Policy belongs outside the model — in a typed rules layer the agent calls into, the same way a human user would. The model proposes. The policy layer disposes. When the policy changes, you change one file, not every prompt in the system. When the regulator asks which rule applied to a given payment, you can point at a version-controlled artifact, not a screenshot of a chat.

Human-in-the-loop is a feature, not a fallback

The temptation is to treat human approval as an embarrassment — a sign the agent is not good enough yet. In regulated workflows, it is the opposite. The presence of a human approver at the right threshold is a deliberate design choice that buys you accountability, intervention capacity, and a clean audit story. The work is in choosing the thresholds carefully and making the approval surface fast enough that the human is a partner, not a bottleneck.

A well-designed agent loop should make the easy 95% of decisions instantly, escalate the 5% that genuinely need judgment, and capture the reasoning trace for both.

Every action is a record

Auditability is not a logging requirement. It is an architectural one. The agent's inputs, the model's reasoning, the policy decisions, the tool invocations, the human approvals, and the eventual outcomes all need to live in a single, queryable, immutable record keyed by a payment identifier. If you cannot reconstruct, six months later, exactly what the agent saw and exactly why it did what it did, the system is not production-ready for regulated use.

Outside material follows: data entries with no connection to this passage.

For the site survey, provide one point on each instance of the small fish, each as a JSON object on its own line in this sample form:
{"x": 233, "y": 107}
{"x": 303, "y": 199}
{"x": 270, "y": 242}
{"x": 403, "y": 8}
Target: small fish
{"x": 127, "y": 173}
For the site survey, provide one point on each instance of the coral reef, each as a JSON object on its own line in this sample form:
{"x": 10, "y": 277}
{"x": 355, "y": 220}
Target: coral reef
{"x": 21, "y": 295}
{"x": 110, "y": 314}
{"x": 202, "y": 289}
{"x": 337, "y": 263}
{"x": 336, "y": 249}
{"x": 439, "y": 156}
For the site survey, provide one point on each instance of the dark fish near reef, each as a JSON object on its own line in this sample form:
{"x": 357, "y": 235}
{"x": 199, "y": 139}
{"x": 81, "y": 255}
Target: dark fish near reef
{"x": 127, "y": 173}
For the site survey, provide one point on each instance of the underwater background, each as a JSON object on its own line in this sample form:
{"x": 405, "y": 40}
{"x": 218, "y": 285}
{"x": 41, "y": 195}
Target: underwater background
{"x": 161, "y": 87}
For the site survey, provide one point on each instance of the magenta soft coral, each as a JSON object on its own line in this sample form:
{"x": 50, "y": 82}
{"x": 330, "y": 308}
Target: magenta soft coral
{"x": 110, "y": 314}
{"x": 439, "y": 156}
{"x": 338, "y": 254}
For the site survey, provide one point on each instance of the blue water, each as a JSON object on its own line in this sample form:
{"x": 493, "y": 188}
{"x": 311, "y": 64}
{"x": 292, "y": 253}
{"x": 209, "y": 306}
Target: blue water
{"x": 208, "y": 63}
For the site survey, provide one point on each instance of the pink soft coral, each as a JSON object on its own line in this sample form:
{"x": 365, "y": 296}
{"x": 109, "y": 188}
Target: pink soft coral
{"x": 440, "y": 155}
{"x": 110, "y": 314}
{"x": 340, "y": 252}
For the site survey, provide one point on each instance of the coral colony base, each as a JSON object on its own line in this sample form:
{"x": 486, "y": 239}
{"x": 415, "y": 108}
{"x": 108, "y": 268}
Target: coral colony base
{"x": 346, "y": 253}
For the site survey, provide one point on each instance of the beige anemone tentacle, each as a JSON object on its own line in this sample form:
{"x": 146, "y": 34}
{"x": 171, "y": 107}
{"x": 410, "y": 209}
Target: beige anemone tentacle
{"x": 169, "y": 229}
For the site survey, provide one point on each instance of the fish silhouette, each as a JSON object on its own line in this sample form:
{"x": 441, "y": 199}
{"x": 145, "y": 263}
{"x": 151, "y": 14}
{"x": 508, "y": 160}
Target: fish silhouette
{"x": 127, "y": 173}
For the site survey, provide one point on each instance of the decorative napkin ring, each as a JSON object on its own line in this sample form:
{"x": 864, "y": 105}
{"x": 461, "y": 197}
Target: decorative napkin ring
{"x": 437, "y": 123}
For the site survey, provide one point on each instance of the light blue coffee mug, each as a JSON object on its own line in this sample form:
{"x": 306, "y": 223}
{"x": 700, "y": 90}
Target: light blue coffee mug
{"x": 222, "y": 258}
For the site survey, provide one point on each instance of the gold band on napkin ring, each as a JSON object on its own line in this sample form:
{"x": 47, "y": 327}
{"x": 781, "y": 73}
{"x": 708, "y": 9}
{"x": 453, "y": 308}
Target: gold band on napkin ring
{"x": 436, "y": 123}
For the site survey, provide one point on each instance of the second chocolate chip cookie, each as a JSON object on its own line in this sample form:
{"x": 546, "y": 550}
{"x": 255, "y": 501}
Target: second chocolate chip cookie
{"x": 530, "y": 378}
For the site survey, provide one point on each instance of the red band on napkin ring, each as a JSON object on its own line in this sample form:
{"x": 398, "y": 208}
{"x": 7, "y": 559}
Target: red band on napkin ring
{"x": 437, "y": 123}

What the loop actually looks like

In practice, the agent loop in a regulated payment workflow is narrower than the open-ended chat-style loops that dominate consumer AI. It looks more like this:

  1. A structured intent arrives — from a user, an upstream system, or a scheduled trigger.
  2. The agent enriches the intent with context from typed data sources.
  3. The agent proposes an action plan, expressed as a sequence of typed tool calls.
  4. A policy layer evaluates the plan against versioned rules. It approves, modifies, or escalates.
  5. Approved actions execute through deterministic tools with idempotency guarantees.
  6. The full trace — intent, context, plan, policy decision, execution, outcome — is written to the audit record.

The model is doing real work. It is reading messy inputs, choosing among possible plans, and handling edge cases that would otherwise need a human. But it is doing that work inside a frame the rest of the system can trust.

Why this matters now

The pressure to put AI into financial workflows is going to keep rising. Treasury teams, banks, and fintechs are all under cost and speed pressure that agent-based systems can genuinely relieve. The teams that succeed in shipping these systems into regulated environments will not be the ones with the most capable models. They will be the ones who treat the model as one component of a larger, auditable system — and who design the rest of that system with the same rigor they would apply to any other piece of payments infrastructure.

That is the bet HATI is built around: AI is a force multiplier on a well-designed payments backbone. It is not a substitute for one.